Boom, Bust, and Bullion: The Rollercoaster Ride of Gold

Introduction
Money is the vital blood that circulates life through the economy, while gold is the immutable skeleton providing its underlying structure and stability.
When everything in the financial market was deteriorating, the corroding, shining yellow metal formed its own trail. For example, in 2008 global financial crisis and covid 2019, where the financial market was dripping like ice cream on a hot summer day, gold was like the cone on which investor wealth was being protected.
“Gold serves more as a hedge against risk than as a ticket to sudden fortune.”
Gold provides support during the time of crisis rather than a sudden capital gain. Gold investment provides stability and diversification to your portfolio rather than dividend. It is nonproductive investment.
Gold has shown an unanticipated bull run as of October 2025, hitting all-time highs in the Indian and international markets. Gold is currently trading at ₹122,753 per 10 grams in India, breaking previous price records. Gold has reached an all-time high of $4,016.40 per ounce on the global market, reflecting the strong desire for safety in the face of geopolitical and financial unpredictability.
In addition to reflecting high demand and limited supply, this spike in gold prices also shows how governments, big institutions, and individual investors are thinking. The rally shows that everyone is looking for safety: governments are raising reserves to strengthen national financial security, institutional players are reallocating portfolios toward stable assets, and retail investors are looking for protection from inflation and uncertainty. In summary, the historic gold movement reflects anxiety around the world and the growing desire for stability at all economic levels.
Reasons for hike in gold price
The BRICS countries' significant gold holdings, which have increased demand worldwide and sped up the ongoing shift away from the US dollar, are a major driver of this change.
Why are BRICS nations hoarding gold in their gold reserve?

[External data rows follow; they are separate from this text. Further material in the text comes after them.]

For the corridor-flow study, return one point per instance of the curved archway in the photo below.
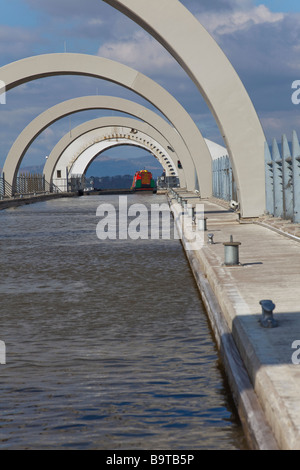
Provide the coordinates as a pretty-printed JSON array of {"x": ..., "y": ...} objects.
[
  {"x": 106, "y": 130},
  {"x": 36, "y": 67},
  {"x": 51, "y": 115},
  {"x": 196, "y": 51},
  {"x": 91, "y": 152}
]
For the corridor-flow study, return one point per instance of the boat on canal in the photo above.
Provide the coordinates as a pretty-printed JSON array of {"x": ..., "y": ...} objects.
[{"x": 143, "y": 181}]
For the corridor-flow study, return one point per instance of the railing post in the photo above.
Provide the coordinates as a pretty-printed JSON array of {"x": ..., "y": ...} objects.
[
  {"x": 278, "y": 183},
  {"x": 296, "y": 176},
  {"x": 269, "y": 181},
  {"x": 287, "y": 179}
]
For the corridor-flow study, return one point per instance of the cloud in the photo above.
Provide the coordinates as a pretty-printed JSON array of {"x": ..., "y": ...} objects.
[
  {"x": 66, "y": 9},
  {"x": 140, "y": 52},
  {"x": 228, "y": 22},
  {"x": 16, "y": 42}
]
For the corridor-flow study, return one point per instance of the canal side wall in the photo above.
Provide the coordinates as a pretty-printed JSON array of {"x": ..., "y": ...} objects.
[
  {"x": 263, "y": 380},
  {"x": 16, "y": 202}
]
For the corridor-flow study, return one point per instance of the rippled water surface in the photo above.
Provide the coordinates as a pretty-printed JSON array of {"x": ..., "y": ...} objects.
[{"x": 107, "y": 342}]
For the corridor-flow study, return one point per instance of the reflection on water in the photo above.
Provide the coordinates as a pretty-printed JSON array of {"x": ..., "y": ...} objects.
[{"x": 107, "y": 342}]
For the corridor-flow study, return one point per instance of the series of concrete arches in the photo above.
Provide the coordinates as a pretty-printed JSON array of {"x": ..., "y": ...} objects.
[
  {"x": 77, "y": 149},
  {"x": 36, "y": 67},
  {"x": 196, "y": 51}
]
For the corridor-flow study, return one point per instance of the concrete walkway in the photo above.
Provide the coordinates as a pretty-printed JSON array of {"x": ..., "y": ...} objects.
[{"x": 269, "y": 269}]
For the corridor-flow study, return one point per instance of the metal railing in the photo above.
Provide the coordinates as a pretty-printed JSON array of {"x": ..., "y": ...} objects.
[
  {"x": 223, "y": 180},
  {"x": 5, "y": 188},
  {"x": 282, "y": 169}
]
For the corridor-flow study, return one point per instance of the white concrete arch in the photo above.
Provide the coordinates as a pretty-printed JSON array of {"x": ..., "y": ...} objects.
[
  {"x": 113, "y": 131},
  {"x": 81, "y": 164},
  {"x": 104, "y": 102},
  {"x": 197, "y": 52},
  {"x": 46, "y": 65}
]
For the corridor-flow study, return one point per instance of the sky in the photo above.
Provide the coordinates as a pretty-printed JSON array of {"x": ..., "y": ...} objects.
[{"x": 260, "y": 38}]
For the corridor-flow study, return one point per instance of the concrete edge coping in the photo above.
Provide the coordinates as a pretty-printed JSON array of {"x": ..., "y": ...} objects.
[{"x": 255, "y": 426}]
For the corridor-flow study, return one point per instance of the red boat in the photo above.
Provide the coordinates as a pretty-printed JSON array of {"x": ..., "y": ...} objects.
[{"x": 143, "y": 181}]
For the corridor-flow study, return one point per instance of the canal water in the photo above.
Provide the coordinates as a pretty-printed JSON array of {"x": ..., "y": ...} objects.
[{"x": 107, "y": 343}]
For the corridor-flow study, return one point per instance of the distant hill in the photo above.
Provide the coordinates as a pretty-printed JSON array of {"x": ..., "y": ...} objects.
[{"x": 107, "y": 166}]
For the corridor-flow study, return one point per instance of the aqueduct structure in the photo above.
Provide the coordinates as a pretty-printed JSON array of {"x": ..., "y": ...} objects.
[{"x": 169, "y": 22}]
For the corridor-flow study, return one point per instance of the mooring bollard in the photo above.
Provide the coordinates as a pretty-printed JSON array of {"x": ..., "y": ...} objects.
[
  {"x": 191, "y": 211},
  {"x": 210, "y": 238},
  {"x": 231, "y": 250},
  {"x": 202, "y": 224},
  {"x": 267, "y": 320}
]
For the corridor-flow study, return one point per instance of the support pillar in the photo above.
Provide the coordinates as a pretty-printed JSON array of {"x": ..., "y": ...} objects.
[
  {"x": 287, "y": 179},
  {"x": 278, "y": 183},
  {"x": 296, "y": 176}
]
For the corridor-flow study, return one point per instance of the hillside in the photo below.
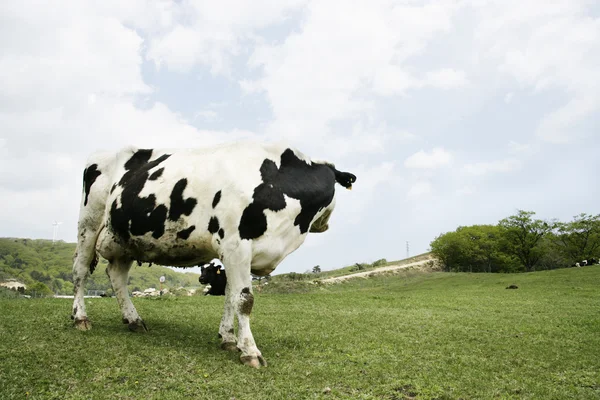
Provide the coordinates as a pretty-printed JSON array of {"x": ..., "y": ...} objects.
[
  {"x": 40, "y": 261},
  {"x": 411, "y": 335}
]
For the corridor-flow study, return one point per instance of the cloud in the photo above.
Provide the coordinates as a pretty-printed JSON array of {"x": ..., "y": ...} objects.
[
  {"x": 320, "y": 75},
  {"x": 484, "y": 168},
  {"x": 446, "y": 78},
  {"x": 437, "y": 158},
  {"x": 545, "y": 47},
  {"x": 466, "y": 191},
  {"x": 210, "y": 35},
  {"x": 420, "y": 189},
  {"x": 515, "y": 147}
]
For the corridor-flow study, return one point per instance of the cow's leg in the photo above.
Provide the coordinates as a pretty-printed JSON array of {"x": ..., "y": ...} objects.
[
  {"x": 226, "y": 332},
  {"x": 118, "y": 272},
  {"x": 239, "y": 288},
  {"x": 83, "y": 261}
]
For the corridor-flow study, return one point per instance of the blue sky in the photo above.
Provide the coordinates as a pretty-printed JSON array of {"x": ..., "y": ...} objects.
[{"x": 453, "y": 112}]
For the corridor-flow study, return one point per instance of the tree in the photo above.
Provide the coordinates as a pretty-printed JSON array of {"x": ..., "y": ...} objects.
[
  {"x": 523, "y": 235},
  {"x": 38, "y": 289},
  {"x": 476, "y": 248},
  {"x": 580, "y": 238}
]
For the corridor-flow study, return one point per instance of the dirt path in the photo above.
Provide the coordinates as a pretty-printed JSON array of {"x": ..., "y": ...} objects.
[{"x": 419, "y": 263}]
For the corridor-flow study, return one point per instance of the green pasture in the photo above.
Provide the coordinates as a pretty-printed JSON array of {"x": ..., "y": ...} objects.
[{"x": 407, "y": 336}]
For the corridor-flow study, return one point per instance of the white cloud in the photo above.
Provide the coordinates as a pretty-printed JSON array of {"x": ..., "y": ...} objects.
[
  {"x": 466, "y": 191},
  {"x": 206, "y": 115},
  {"x": 438, "y": 157},
  {"x": 211, "y": 35},
  {"x": 484, "y": 168},
  {"x": 420, "y": 189},
  {"x": 321, "y": 74},
  {"x": 446, "y": 78},
  {"x": 546, "y": 46},
  {"x": 516, "y": 147}
]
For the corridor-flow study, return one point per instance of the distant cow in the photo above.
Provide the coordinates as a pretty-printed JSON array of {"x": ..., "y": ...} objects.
[
  {"x": 250, "y": 205},
  {"x": 213, "y": 274}
]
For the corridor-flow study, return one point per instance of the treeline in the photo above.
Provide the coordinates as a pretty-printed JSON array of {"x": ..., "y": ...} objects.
[
  {"x": 519, "y": 243},
  {"x": 46, "y": 268}
]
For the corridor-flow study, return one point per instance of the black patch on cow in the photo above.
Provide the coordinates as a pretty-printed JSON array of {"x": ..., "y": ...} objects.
[
  {"x": 213, "y": 225},
  {"x": 312, "y": 185},
  {"x": 184, "y": 234},
  {"x": 90, "y": 174},
  {"x": 216, "y": 199},
  {"x": 138, "y": 215},
  {"x": 179, "y": 205},
  {"x": 156, "y": 174},
  {"x": 247, "y": 301},
  {"x": 93, "y": 263}
]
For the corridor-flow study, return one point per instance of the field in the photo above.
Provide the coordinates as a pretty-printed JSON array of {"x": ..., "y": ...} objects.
[{"x": 408, "y": 336}]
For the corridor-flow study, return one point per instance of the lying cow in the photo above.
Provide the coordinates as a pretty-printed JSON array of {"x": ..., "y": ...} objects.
[
  {"x": 250, "y": 205},
  {"x": 213, "y": 274}
]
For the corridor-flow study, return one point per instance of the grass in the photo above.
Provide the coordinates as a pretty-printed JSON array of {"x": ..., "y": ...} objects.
[{"x": 407, "y": 336}]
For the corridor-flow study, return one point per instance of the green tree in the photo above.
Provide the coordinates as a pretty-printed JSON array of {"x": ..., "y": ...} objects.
[
  {"x": 38, "y": 289},
  {"x": 522, "y": 235},
  {"x": 580, "y": 238}
]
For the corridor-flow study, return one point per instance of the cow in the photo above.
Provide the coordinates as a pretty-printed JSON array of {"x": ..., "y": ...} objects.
[
  {"x": 247, "y": 204},
  {"x": 213, "y": 274}
]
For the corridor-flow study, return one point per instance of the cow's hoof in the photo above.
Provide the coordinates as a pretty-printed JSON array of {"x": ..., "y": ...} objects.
[
  {"x": 83, "y": 324},
  {"x": 254, "y": 361},
  {"x": 137, "y": 326},
  {"x": 229, "y": 346}
]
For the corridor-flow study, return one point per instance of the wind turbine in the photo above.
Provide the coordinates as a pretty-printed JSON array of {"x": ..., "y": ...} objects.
[{"x": 55, "y": 224}]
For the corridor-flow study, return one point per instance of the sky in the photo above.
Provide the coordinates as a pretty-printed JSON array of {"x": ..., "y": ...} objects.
[{"x": 450, "y": 112}]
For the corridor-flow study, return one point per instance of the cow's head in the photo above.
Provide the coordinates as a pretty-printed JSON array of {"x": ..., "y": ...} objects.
[
  {"x": 346, "y": 179},
  {"x": 210, "y": 272}
]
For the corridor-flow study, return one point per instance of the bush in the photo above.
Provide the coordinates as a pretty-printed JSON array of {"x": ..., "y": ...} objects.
[
  {"x": 359, "y": 267},
  {"x": 380, "y": 263},
  {"x": 39, "y": 289},
  {"x": 6, "y": 293}
]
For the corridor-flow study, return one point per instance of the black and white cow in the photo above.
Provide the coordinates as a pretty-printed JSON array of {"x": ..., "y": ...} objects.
[
  {"x": 213, "y": 274},
  {"x": 248, "y": 204}
]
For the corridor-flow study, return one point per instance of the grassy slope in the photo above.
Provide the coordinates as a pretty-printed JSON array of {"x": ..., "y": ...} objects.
[{"x": 445, "y": 336}]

As part of a multi-pronged strategy to lessen reliance on the US dollar, improve financial stability, and acquire geopolitical clout in a world financial environment that is changing quickly, the BRICS countries are rapidly expanding their gold reserves.
- De-Dollarization Efforts: One the biggest reason for the creation of the BRICS nation was to Economic sovereignty. Countries are trying to reduce dependency on the USA by adopting various methods. One of the major methods is buying gold in enormous amount (gold price and rate of dollar have negative correlation). This whole act is to reduce the US dominance in global markets and financial markets. India’s foreign exchange market has experienced a noticeable decline in US Treasury bond holdings over the past year, while gold reserves have increased during the same period. India's gold reserves in its official foreign exchange holdings over the past ten years have historically been far smaller than US Treasury Bonds (held as part of the Foreign Currency Assets, or FCA).
But according to recent patterns, the Reserve Bank of India (RBI) has been diversifying by drastically raising its gold reserves and decreasing its holdings of US Treasury securities.
This pattern has shown and provided that RBI is aiming for Strategic autonomy.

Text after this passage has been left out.